The truth is, every major social system is failing economically disadvantaged families, and Black families appear to be at the sharpest end. Our education, health, law, employment, social care and prison systems are all culpable – and all roads lead back to the successive governments, of various political persuasions, who have set the tone and provided the funding, or not in some cases. Police should, of course, be held accountable for any failings, and face scrutiny – but that must come as part of a holistic approach which does not demonise the law enforcement personnel whose sole purpose is to protect the community they serve.
There has never been a safe space where officers could express their views around ethnic diversity, or have uncomfortable discussions around cultural clashes in the workplace or wider community.
Over the past few months, I’ve reflected on the fact that I had never had any in-depth discussions about racial incidents with any of my colleagues or line managers in my 19 years as a police officer. Race was always something discussed at close quarters in hushed meetings, or that resulted in disciplinary action. There has never been a safe space where officers could express their views around ethnic diversity, or have uncomfortable discussions around cultural clashes in the workplace or wider community.

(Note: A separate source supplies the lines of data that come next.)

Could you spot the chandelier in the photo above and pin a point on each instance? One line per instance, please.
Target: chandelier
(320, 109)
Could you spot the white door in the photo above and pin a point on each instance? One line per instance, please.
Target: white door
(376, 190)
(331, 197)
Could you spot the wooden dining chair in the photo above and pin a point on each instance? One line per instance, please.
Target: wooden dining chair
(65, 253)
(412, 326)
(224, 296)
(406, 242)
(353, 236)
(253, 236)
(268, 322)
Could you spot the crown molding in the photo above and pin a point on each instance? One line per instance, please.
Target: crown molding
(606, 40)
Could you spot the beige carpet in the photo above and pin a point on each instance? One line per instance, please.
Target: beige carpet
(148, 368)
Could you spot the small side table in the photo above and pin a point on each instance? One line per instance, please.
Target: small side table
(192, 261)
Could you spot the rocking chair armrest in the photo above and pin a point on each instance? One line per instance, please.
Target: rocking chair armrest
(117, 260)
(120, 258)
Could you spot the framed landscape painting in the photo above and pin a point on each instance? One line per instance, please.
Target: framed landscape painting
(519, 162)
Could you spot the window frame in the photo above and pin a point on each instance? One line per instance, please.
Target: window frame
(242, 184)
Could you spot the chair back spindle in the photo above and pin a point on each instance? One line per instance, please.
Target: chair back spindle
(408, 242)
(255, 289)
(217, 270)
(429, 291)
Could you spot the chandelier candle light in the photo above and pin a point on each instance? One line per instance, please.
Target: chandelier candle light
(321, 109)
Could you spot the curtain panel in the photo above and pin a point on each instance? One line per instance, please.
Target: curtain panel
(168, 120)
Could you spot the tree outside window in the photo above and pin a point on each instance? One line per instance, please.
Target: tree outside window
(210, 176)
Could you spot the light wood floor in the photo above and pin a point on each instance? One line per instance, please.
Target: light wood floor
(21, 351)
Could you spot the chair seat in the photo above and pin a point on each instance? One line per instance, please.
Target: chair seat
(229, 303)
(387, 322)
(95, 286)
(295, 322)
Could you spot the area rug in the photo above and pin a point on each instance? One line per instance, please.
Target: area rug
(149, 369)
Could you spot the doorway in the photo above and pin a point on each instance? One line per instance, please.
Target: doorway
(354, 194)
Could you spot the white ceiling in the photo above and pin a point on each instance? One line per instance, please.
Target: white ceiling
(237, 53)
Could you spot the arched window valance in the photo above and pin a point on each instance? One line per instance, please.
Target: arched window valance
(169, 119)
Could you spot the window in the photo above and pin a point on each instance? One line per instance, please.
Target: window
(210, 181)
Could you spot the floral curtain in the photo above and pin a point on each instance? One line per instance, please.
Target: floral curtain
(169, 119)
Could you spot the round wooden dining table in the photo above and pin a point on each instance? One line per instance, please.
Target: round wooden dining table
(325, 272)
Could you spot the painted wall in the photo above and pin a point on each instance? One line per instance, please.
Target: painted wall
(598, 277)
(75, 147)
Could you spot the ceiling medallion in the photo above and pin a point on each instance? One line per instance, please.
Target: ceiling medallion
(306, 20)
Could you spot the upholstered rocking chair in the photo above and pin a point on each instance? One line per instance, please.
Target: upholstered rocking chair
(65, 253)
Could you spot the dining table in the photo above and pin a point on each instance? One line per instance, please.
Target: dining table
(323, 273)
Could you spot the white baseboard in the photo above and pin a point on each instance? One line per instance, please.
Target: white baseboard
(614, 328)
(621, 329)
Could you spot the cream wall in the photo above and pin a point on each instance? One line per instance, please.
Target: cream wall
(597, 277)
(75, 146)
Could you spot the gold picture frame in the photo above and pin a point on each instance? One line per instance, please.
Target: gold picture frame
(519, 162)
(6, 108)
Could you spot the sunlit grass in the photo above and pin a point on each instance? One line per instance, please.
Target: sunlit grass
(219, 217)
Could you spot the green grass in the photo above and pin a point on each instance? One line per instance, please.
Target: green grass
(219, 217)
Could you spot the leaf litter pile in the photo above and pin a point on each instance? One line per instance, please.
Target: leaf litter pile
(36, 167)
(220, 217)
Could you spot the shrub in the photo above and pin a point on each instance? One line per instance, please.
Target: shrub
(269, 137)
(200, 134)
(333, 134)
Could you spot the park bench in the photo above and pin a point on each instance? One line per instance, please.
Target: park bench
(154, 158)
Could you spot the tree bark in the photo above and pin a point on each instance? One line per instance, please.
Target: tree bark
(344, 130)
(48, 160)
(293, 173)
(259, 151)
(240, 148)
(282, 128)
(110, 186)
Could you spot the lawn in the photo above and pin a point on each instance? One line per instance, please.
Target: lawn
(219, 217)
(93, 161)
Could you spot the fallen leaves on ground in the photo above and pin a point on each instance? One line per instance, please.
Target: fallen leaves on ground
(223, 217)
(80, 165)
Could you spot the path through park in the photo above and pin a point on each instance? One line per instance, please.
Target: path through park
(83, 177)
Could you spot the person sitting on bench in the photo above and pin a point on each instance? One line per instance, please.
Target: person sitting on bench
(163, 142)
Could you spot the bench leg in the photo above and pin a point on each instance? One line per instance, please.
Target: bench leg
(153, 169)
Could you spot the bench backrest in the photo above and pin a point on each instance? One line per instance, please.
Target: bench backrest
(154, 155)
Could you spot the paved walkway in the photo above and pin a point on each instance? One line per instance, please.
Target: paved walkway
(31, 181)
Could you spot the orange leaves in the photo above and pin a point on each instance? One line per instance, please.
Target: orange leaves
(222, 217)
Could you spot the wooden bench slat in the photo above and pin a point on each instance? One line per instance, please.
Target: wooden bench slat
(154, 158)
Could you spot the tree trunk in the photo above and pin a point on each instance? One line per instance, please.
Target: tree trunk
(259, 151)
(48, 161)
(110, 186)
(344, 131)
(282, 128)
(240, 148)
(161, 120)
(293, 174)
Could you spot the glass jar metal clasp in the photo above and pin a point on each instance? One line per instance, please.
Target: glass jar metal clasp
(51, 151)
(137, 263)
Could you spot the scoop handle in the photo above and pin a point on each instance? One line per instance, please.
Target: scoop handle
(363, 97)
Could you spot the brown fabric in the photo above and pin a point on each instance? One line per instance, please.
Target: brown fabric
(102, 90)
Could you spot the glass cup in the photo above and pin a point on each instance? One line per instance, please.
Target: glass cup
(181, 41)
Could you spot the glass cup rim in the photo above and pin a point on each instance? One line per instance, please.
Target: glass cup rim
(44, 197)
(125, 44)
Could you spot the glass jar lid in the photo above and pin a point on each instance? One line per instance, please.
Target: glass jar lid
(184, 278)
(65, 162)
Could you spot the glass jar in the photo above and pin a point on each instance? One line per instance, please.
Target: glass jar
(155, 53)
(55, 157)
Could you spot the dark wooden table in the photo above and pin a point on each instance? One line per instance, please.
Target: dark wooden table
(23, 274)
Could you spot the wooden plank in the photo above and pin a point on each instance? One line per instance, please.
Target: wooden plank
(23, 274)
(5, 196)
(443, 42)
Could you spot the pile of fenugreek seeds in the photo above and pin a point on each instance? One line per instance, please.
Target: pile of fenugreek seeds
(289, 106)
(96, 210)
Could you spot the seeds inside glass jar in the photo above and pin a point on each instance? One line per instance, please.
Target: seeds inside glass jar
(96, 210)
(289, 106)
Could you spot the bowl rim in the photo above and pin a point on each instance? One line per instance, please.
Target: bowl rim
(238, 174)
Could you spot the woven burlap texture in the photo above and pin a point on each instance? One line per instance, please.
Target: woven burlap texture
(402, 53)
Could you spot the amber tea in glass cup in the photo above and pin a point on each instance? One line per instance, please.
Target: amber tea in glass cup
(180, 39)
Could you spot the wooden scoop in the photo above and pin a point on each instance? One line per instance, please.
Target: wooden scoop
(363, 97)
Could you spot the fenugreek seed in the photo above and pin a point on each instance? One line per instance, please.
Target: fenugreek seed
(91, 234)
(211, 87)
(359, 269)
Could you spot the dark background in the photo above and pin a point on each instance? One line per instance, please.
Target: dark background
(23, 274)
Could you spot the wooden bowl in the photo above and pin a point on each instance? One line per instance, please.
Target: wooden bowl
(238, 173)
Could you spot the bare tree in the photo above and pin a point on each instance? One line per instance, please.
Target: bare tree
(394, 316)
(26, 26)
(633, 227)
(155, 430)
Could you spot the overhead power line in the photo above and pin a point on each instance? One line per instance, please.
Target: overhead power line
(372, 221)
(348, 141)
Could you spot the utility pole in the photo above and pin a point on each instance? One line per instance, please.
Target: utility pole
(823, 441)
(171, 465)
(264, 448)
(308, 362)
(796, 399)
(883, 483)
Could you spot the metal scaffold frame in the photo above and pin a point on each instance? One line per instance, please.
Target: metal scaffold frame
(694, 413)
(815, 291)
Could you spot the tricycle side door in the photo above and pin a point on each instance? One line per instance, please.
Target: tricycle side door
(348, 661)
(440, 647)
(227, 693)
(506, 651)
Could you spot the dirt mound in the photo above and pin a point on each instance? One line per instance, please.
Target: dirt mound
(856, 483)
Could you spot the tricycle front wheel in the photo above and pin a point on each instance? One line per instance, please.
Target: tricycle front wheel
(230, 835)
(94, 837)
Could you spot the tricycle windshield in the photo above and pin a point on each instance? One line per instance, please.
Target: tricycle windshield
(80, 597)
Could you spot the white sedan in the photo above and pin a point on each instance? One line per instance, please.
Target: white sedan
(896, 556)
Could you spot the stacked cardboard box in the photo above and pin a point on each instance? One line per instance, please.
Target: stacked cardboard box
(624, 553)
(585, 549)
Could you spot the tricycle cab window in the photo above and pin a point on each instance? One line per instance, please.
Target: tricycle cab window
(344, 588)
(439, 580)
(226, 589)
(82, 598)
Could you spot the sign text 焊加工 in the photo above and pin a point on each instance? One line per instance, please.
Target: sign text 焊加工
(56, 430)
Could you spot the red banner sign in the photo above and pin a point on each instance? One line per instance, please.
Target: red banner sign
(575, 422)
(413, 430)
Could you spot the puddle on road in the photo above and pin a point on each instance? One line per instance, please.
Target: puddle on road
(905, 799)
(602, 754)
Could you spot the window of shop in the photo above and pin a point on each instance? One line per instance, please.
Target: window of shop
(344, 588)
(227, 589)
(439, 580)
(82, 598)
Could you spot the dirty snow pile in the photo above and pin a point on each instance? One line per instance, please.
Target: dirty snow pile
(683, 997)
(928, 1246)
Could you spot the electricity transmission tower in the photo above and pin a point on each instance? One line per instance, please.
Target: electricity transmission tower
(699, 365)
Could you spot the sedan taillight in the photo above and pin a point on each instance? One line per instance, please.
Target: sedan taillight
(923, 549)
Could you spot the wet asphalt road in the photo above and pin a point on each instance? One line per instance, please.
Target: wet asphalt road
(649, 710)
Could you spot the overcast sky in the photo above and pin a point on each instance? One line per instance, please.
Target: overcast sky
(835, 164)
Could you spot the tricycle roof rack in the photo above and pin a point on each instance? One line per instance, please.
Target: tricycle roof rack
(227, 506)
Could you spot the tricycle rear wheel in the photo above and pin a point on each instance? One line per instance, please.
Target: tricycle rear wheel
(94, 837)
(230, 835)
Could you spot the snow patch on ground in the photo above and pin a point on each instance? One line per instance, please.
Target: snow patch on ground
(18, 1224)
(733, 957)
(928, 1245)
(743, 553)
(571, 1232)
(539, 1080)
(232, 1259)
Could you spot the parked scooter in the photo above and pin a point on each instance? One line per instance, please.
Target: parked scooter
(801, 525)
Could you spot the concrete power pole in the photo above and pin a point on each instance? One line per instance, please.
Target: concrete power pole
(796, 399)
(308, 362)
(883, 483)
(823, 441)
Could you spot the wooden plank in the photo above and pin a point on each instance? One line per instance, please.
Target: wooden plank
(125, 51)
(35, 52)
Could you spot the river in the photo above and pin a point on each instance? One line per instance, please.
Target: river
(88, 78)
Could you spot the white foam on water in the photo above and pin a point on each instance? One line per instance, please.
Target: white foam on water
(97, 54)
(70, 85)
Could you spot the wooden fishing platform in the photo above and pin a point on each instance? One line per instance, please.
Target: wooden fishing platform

But senior police leaders have made clear their ambitions to nurture an environment within the police that is inclusive, that captures all strands of diversity, and where all staff feel more supported in the workplace as well as those in minority groups. And there is extensive pressure to improve police processes that adversely affect certain groups within the community and I know that leaders are responding to this pressure in urgent fashion.
Time will tell how effective those measures will be. What is clear is that the UK economy is officially in recession and, post-coronavirus, unemployment is set to escalate. London and the rest of the UK, will need a police force that is ready and willing to take on those challenges. And to be ready, it’s important we have the backing of all its people, from all parts of the community.
Rasheed Alawiye is a detective sergeant in the Metropolitan Police Service. He began his career in Islington borough in 2001, where he started as a uniformed police constable before progressing into the Criminal Investigations Department (C.I.D). Between 2010-2015 he worked as a detective in the Homicide Command and moved to his current role based at Scotland Yard in 2018.